Mar 28, 2021, 4:00 PM EDT

Online event

About the Event

Géza Jeszenszky is a retired professor of history at Corvinus University of Budapest, as well a politician and diplomat. Instrumental in the transition of Hungary into a democracy in 1989, he served as Minister of Foreign Affairs in the first freely elected government (1990-94) after the fall of communism. From 1998 to 2002 he served as the Hungarian ambassador to the United and States and to Norway and Iceland from 2011 to 2014.

He was visiting professor at the University of California, Santa Barbara, as well as the University of Michigan, Ann Arbor, in Warsaw, Poland, and in Cluj/Kolozsvár in Romania. He is the author of a large number of scholarly publications. He is the author of Post-Communist Europe and Its National/Ethnic Problems (Budapest, 2009) and served as editor and contributor of July 1944: Deportation of the Jews of Budapest Foiled (Helena History Press, 2017) His memoir and analysis of Hungary’s relations with its neighbors during the years of the regime change (in Hungarian) was published in 2016. This present work is a translation of his highly regarded history of the changing of view of Hungary in Great Britain 1894-1918. (Az Elveszett Préztizs) and has recently been revised and updated by the author for the anglophone reader.

Lost Prestige

This book is not about how present-day Hungary has recently lost so much of the prestige it won with its heroic uprising in 1956 and its role in the fall of the communist satellites in 1989. Rather, it is the story of the formation of Hungary’s image abroad before and during World War I. That contributed to the exceptionally harsh terms the 1920 Trianon Peace Treaty meted out to Hungary: the historic kingdom was reduced to one third of its territory and population, leaving 3.5 million Hungarians outside the new borders. Despite the constant discrimination the Hungarian minorities have faced in most of Hungary’s neighbours in language use, education and administration, today they number about 2.5 million and they want to enjoy all the rights international law recommends and local self-government would provide.
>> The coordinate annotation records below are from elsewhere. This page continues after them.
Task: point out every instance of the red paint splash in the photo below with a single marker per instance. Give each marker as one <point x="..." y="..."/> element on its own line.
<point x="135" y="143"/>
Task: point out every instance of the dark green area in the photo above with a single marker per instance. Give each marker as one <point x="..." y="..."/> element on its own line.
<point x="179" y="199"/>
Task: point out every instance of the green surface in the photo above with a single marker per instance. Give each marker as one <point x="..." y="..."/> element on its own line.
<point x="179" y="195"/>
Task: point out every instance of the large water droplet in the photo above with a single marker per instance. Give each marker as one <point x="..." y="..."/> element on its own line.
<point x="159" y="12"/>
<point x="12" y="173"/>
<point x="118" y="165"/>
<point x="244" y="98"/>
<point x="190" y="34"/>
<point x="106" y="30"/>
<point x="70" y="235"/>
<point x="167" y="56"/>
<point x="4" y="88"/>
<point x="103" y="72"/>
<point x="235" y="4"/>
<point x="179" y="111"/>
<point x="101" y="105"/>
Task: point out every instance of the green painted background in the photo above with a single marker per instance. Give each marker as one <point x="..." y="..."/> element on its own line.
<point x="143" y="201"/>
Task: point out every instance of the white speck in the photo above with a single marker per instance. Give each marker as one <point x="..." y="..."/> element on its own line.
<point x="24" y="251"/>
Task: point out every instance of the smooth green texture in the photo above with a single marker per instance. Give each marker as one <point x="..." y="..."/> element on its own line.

Géza Jeszenszky chronicles how the very favourable reputation of Hungary and the Hungarians, established in their 1848–49 war for a liberal constitution and independence from Habsburg absolutism, was seriously damaged in the decade preceding the First World War. He shows its causes: the internal political crisis in 1904–06 undermined the notion that Hungary was a stabilizing and liberalizing factor in the Habsburg Monarchy; the almost daily London Timesreports by its extremely well-informed correspondent, H.W. Steed, exposed the short-sighted social and electoral policies of Hungary’s political elite; and increasing awareness of the unfair treatment of the non-Hungarian national minorities, as revealed (with bias and exaggeration) by the political writer R.W. Seton-Watson. All of which coincided with the ascendancy of progressive social and political reforms in Britain, in the light of which Hungary appeared “backward”. Finally, what counted most, was that despite its strong Anglophile sympathies Hungary found itself among the enemies of Great Britain in the Great War, on the side of Germany, the power which was seen as a threat to the British Empire and its command of the seas.

The relationship between foreign policy and the national image is followed through the chronological account of the metamorphosis of Hungary’s image in Britain. The book also explores the alleged similarities between English and Hungarian society and values. A final chapter describes how succeeding generations of Hungarians of various political stripes reflected on that lost prestige and its role in the making of the national tragedy, the Treaty of Trianon.